Usage¶
Synopsis¶
haggregate [--traceback] config_file
Description and quick start¶
haggregate
gets the data of time series from files and creates time
series of a larger time step, storing the result in files. The
details of its operation are specified in the configuration file
specified on the command line.
Installation¶
pip install haggregate
How to run it¶
First, you need to create a configuration file with a text editor such
as vim
, emacs
, notepad
, or whatever. Create such a file
and name it, for example, /var/tmp/haggregate.conf
, with
the following contents (the contents don’t matter at this stage, just
copy and paste them from below):
[General]
loglevel = INFO
Then, open a command prompt and give it this command:
haggregate /var/tmp/haggregate.conf
If you have done everything correctly, it should output an error message complaining that something in its configuration file isn’t right.

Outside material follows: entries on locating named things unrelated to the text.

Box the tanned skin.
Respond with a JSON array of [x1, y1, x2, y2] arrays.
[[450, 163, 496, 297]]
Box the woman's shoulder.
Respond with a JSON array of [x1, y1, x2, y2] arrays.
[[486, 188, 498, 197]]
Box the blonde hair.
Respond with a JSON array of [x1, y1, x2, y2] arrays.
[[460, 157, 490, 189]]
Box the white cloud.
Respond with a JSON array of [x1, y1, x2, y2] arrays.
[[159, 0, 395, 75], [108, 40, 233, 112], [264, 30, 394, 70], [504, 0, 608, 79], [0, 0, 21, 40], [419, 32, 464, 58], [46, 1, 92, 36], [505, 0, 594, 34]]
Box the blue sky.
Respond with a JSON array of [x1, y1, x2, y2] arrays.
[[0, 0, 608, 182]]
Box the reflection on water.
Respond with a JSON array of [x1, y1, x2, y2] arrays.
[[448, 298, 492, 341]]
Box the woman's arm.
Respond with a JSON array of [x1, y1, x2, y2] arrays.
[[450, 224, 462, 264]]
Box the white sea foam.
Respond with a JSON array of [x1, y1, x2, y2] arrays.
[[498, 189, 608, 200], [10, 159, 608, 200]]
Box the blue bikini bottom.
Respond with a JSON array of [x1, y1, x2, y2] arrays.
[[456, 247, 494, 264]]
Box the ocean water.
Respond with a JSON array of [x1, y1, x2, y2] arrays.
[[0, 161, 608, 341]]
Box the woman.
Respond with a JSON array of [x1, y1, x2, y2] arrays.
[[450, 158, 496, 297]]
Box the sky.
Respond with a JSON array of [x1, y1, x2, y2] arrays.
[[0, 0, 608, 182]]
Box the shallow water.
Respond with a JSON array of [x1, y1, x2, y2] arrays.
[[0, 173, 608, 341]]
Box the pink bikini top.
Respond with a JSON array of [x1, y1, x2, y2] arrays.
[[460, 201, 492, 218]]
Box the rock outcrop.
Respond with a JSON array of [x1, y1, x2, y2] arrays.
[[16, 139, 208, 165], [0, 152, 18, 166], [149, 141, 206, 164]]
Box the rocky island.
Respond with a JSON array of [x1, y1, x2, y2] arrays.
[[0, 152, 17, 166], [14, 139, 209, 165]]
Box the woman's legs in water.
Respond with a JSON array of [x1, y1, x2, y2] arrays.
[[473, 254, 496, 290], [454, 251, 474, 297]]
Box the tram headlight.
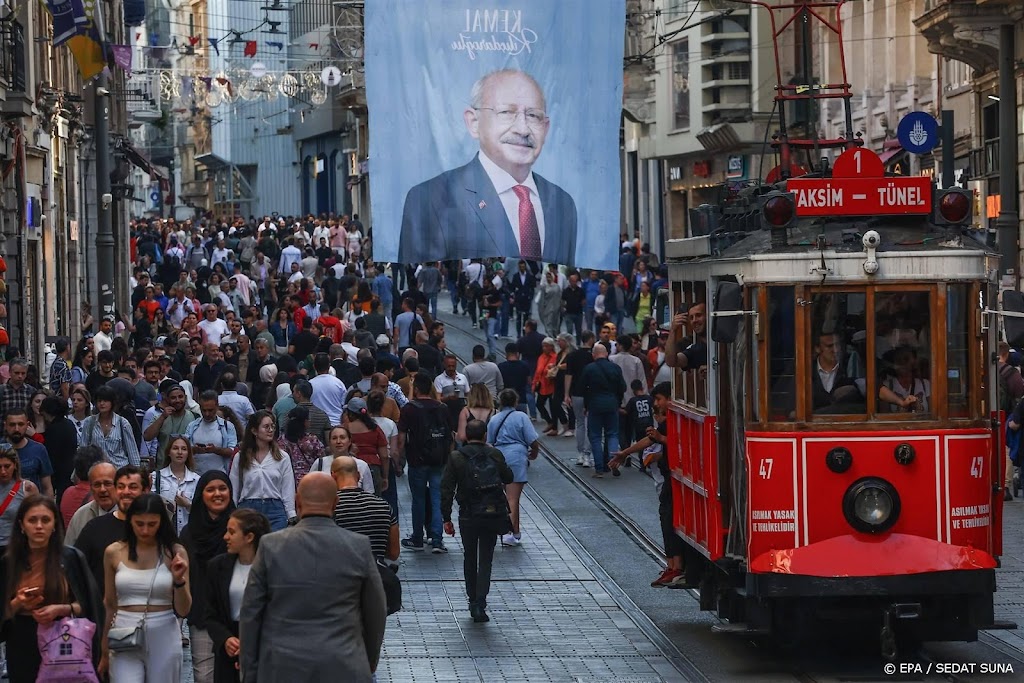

Configuration file example¶
Take a look at the following example configuration file and read the explanatory comments that follow it:
[General]
loglevel = INFO
logfile = /var/log/haggregate/haggregate.log
base_dir = /var/cache/timeseries/
target_step = 1H
min_count = 2
missing_flag = DATEINSERT
[temperature]
source_file = temperature-10min.hts
target_file = temperature-hourly.hts
method = mean
[rainfall]
source_file = rainfall-10min.hts
target_file = rainfall-hourly.hts
method = sum
With the above configuration file, haggregate
will log information
in the file specified by logfile
. It will aggregate the
specified time series into hourly (1H
). The filenames specified with
source_file
and target_file
are relative to
base_dir
. For the temperature, source records will be
averaged, whereas for rainfall they will be summed.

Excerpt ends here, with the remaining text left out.